SSWP v GF (ESA)
Employment and support allowance (ESA) - capital - set aside by claimant to pay debts and not disclosed - recoverable overpayment
Summary
In 2012, the claimant became aware that he would be liable to pay costs, as yet unspecified, to the developers of his apartment. In 2013, he applied for employment and support allowance (ESA). He did not disclose savings of about £50,000 in a building society account, as he had ear-marked that money for eventual repayment of the costs. In 2014, the court issued a costs certificate of around £47,700. Initially, the claimant's brother-in-law paid it as it would take the claimant time to get access to the money in the building society account. In the meantime, the DWP became aware of the money in the building society account and issued decisions that the claimant was not entitled to income-related ESA because the capital limit was exceeded, and that the benefit paid was recoverable on the basis of misrepresentation - ie, the amount of his capital.
On appeal, the First-tier Tribunal allowed the claimant's appeal, holding (in essence) that there was no overpayment because 'in his mind' the claimant regarded the capital as set aside for repayment of a debt and, therefore, was to be disregarded as capital.
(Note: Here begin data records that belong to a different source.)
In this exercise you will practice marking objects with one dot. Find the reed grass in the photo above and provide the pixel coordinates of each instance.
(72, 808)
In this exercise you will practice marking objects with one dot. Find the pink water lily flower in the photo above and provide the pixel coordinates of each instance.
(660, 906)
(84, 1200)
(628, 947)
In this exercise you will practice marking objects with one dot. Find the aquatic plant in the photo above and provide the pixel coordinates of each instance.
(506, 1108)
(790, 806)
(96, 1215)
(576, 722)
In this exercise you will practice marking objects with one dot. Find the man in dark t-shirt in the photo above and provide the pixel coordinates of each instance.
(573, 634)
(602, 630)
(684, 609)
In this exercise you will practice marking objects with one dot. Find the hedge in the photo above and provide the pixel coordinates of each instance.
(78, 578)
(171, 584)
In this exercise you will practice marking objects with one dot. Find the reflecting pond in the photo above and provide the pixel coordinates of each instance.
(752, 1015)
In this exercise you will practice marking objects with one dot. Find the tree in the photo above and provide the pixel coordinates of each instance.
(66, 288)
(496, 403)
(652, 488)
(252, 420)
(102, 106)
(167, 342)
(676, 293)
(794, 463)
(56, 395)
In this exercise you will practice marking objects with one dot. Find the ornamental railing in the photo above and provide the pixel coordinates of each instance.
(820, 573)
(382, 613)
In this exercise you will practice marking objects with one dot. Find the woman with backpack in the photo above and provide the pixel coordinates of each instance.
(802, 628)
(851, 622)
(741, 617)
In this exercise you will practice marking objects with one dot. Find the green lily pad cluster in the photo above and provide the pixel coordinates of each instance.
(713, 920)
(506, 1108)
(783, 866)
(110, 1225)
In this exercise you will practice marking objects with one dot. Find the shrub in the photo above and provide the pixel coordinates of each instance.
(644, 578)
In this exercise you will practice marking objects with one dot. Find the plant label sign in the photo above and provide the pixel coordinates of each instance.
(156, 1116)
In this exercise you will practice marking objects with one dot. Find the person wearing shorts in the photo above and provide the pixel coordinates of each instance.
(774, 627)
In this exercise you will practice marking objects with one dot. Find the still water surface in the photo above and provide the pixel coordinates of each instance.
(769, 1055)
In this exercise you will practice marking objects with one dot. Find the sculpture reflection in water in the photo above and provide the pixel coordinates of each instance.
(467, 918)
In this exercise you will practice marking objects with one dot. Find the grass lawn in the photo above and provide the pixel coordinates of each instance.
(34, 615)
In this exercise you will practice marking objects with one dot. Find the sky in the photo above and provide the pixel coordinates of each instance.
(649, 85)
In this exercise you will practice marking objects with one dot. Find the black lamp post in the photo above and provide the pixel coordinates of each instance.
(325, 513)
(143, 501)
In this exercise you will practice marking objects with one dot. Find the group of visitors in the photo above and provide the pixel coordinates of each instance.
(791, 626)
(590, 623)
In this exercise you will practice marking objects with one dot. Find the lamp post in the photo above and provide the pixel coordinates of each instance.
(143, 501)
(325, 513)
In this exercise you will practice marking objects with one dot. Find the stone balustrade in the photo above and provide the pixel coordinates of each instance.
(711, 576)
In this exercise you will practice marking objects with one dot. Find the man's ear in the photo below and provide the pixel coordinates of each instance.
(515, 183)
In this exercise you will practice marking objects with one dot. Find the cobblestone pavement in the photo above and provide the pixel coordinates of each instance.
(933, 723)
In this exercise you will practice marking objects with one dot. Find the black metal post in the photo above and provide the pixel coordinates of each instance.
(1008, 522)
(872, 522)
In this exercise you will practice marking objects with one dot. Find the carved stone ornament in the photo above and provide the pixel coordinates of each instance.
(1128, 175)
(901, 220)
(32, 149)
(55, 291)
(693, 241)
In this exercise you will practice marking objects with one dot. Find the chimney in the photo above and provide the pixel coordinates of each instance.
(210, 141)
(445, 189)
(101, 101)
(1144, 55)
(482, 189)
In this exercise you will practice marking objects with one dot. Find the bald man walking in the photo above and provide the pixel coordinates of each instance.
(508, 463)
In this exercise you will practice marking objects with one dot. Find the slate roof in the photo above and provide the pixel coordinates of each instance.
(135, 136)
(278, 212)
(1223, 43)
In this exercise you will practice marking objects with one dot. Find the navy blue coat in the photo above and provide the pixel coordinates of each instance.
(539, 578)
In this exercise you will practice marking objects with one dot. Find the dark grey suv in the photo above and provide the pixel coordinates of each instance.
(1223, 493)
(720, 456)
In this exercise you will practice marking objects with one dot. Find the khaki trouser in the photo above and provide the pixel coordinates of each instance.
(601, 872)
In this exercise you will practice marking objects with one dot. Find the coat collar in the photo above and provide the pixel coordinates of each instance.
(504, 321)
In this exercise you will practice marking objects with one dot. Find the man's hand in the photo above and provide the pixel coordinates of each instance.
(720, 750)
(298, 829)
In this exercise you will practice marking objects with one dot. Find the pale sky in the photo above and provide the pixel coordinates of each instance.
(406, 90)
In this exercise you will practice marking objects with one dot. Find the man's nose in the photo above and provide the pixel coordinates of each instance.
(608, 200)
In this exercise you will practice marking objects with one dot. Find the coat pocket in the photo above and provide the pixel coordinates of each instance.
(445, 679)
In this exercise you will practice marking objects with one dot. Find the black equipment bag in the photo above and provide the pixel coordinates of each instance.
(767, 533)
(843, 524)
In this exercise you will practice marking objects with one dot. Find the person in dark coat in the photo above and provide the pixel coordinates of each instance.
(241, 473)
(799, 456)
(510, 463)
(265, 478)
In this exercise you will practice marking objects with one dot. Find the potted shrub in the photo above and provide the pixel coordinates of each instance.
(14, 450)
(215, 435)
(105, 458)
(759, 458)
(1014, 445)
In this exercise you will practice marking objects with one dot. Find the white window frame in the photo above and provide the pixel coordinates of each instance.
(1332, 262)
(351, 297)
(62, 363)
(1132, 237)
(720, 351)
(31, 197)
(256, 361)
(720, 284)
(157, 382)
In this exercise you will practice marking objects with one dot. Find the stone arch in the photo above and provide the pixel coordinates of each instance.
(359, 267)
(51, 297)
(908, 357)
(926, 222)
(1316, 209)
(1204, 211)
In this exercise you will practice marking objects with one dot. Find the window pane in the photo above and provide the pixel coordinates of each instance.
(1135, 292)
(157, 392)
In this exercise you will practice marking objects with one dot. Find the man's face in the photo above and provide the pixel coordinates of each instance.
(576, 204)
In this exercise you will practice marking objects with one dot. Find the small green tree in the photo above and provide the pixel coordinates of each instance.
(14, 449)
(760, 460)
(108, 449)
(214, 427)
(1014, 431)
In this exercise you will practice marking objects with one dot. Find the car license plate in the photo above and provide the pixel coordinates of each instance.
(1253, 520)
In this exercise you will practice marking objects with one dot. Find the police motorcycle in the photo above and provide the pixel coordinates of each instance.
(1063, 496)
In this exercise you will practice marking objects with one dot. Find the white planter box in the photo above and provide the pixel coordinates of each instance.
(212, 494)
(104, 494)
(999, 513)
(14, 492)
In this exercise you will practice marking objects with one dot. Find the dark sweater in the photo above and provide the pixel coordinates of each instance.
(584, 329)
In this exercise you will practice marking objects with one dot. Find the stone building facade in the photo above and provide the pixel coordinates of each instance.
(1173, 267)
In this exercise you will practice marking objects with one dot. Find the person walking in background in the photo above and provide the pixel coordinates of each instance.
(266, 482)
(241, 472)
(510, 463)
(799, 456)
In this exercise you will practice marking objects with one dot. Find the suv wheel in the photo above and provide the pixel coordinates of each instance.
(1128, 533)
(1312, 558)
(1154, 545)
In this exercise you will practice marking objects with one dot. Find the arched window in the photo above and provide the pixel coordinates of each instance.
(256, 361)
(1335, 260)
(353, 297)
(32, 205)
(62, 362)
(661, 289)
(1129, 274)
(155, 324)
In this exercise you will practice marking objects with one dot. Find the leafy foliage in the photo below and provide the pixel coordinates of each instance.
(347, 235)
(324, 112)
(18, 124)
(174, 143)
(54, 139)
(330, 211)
Judge Wikeley set the decision aside and remade the decision to the effect that the claimant had been overpaid and the overpayment was recoverable from him because he had misrepresented his capital. The claimant 'enjoyed the sole legal and beneficial ownership' of the money in the building society account and, despite his intentions, it was 'in principle his money to do with as he wished' (paragraph 66). The claimant's misrepresentation was in the circumstances entirely innocent, but nevertheless caused the overpayment which was therefore recoverable (paragraph 67).
In closing remarks, the judge suggested that the absence of dishonesty, that the claimant might be said to have tried to act responsibly and his poor. mental health might all be factors in the purely discretionary decision as to whether actually to enforce recovery (paragraphs 68-74).
The judge dismissed the argument that the building society money should be ignored as the claimant was under a 'certain and immediate liability' to pay the court costs, an argument derived from the Court of Appeal decision in Chief Adjudication Officer v Leeves. The Leeves principle did not apply here. That was actually about the classification of income (by extension, capital) where when given by a creditor the money is already impressed with a certain obligation of immediate repayment. In the present case the money was already the claimant's capital and the repayment was due not to a creditor but to a third party. Applying Judge Mesher's comments in JH v SSWP [2009] UKUT 1 (AAC), 'the mere existence of unpaid liabilities, even if payment is due, does not affect the calculation of the amount of capital for benefit purposes' (paragraphs 50-51).
Also, the judge dismissed arguments that the money was somehow impressed with a trust or given a nil value. The claimant had received no money from his brother-in-law impressed with a trust, a trust was not created merely by what was in the claimant's mind, and there was no court order on the money in the account (paragraphs 53-57).